Workday, the HR software giant serving 70 million users worldwide, just confirmed hackers breached one of its third-party customer databases and made off with personal information including names, emails, and phone numbers. The breach, discovered August 6, follows a coordinated wave of attacks targeting Salesforce-hosted databases that has hit Google, Cisco, and other major enterprises in recent weeks.
Workday just became the latest casualty in what security experts are calling a coordinated assault on enterprise cloud databases. The HR technology giant confirmed hackers penetrated one of its third-party customer relationship databases, stealing an undisclosed amount of personal information that could affect its 70 million users across 11,000+ corporate customers worldwide.
The timing couldn't be worse for enterprise security teams. According to Bleeping Computer's reporting, Workday discovered the breach on August 6 – right in the middle of an unprecedented wave of attacks targeting Salesforce-hosted customer databases. In recent weeks, Google, Cisco, Qantas, and retailer Pandora have all reported similar breaches affecting their cloud-based customer data stores.

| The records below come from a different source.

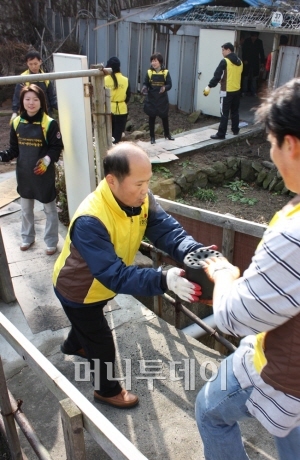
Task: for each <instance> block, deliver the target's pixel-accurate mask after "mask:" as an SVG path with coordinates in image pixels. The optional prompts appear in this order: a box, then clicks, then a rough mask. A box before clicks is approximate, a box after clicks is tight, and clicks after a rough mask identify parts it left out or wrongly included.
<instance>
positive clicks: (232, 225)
mask: <svg viewBox="0 0 300 460" xmlns="http://www.w3.org/2000/svg"><path fill="white" fill-rule="evenodd" d="M157 201H158V203H159V204H160V205H161V206H162V207H163V209H164V210H165V211H166V212H168V213H170V214H172V213H175V214H179V215H181V216H184V217H188V218H190V219H194V220H197V221H199V222H205V223H207V224H211V225H216V226H218V227H222V228H227V229H229V230H234V231H235V232H240V233H246V235H251V236H256V237H258V238H261V237H262V236H263V234H264V232H265V230H266V228H267V226H266V225H263V224H257V223H255V222H250V221H249V220H243V219H238V218H237V217H232V216H228V215H226V214H217V213H215V212H211V211H206V210H204V209H201V208H196V207H194V206H187V205H185V204H182V203H177V202H175V201H170V200H166V199H164V198H157Z"/></svg>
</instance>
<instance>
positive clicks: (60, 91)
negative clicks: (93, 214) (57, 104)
mask: <svg viewBox="0 0 300 460" xmlns="http://www.w3.org/2000/svg"><path fill="white" fill-rule="evenodd" d="M53 60H54V69H55V72H64V71H71V70H74V71H75V70H88V66H87V57H86V56H79V55H73V54H63V53H56V54H53ZM84 83H88V78H87V77H85V78H69V79H65V80H56V91H57V101H58V110H59V124H60V129H61V133H62V138H63V143H64V154H63V160H64V169H65V177H66V188H67V196H68V206H69V216H70V218H71V217H72V216H73V214H74V212H75V211H76V209H77V207H78V205H79V204H80V203H81V201H82V200H83V199H84V198H85V197H86V196H87V195H88V194H89V193H91V192H92V191H93V190H95V186H96V179H95V168H94V152H93V139H92V120H91V109H90V99H89V98H88V97H84V86H83V85H84Z"/></svg>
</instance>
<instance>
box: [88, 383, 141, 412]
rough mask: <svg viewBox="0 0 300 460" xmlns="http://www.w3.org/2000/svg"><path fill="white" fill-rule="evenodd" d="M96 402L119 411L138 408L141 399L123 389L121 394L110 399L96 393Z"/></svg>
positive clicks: (112, 397) (133, 394) (95, 397)
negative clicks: (119, 410)
mask: <svg viewBox="0 0 300 460" xmlns="http://www.w3.org/2000/svg"><path fill="white" fill-rule="evenodd" d="M94 401H95V402H99V403H102V404H108V405H109V406H113V407H117V408H119V409H126V408H129V407H133V406H136V405H137V404H138V402H139V398H138V397H137V396H136V395H134V394H132V393H129V391H127V390H125V389H124V388H123V390H122V391H121V393H119V394H118V395H116V396H111V397H110V398H105V397H104V396H100V395H98V393H96V391H94Z"/></svg>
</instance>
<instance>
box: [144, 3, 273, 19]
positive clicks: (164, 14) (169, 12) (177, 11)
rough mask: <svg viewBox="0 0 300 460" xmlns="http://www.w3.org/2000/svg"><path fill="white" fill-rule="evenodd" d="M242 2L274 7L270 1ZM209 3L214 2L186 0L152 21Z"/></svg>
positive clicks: (157, 16)
mask: <svg viewBox="0 0 300 460" xmlns="http://www.w3.org/2000/svg"><path fill="white" fill-rule="evenodd" d="M244 2H245V3H246V4H248V5H249V6H253V7H256V8H259V7H265V6H272V5H274V2H273V1H272V0H244ZM210 3H214V1H213V0H186V1H185V2H183V3H181V4H180V5H178V6H176V7H175V8H172V9H170V10H168V11H166V12H164V13H162V14H159V15H158V16H155V17H154V18H153V20H155V21H165V20H167V19H170V18H172V17H174V16H178V15H181V14H184V13H187V12H189V11H190V10H192V9H193V8H194V7H196V6H201V5H208V4H210Z"/></svg>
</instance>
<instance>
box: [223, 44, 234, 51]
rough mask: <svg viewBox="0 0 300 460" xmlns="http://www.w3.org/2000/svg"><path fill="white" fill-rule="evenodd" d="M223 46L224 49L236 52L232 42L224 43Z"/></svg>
mask: <svg viewBox="0 0 300 460" xmlns="http://www.w3.org/2000/svg"><path fill="white" fill-rule="evenodd" d="M221 48H224V50H230V51H231V52H232V53H233V52H234V46H233V44H232V43H230V42H226V43H224V45H222V46H221Z"/></svg>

What makes this breach particularly concerning is Workday's careful wording around customer impact. In a blog post published late Friday, the company stated there was "no indication of access to customer tenants or the data within them" – but notably didn't rule out that customer information was compromised. Those customer tenants typically house the bulk of HR files and sensitive employee data that make such a attractive target for cybercriminals.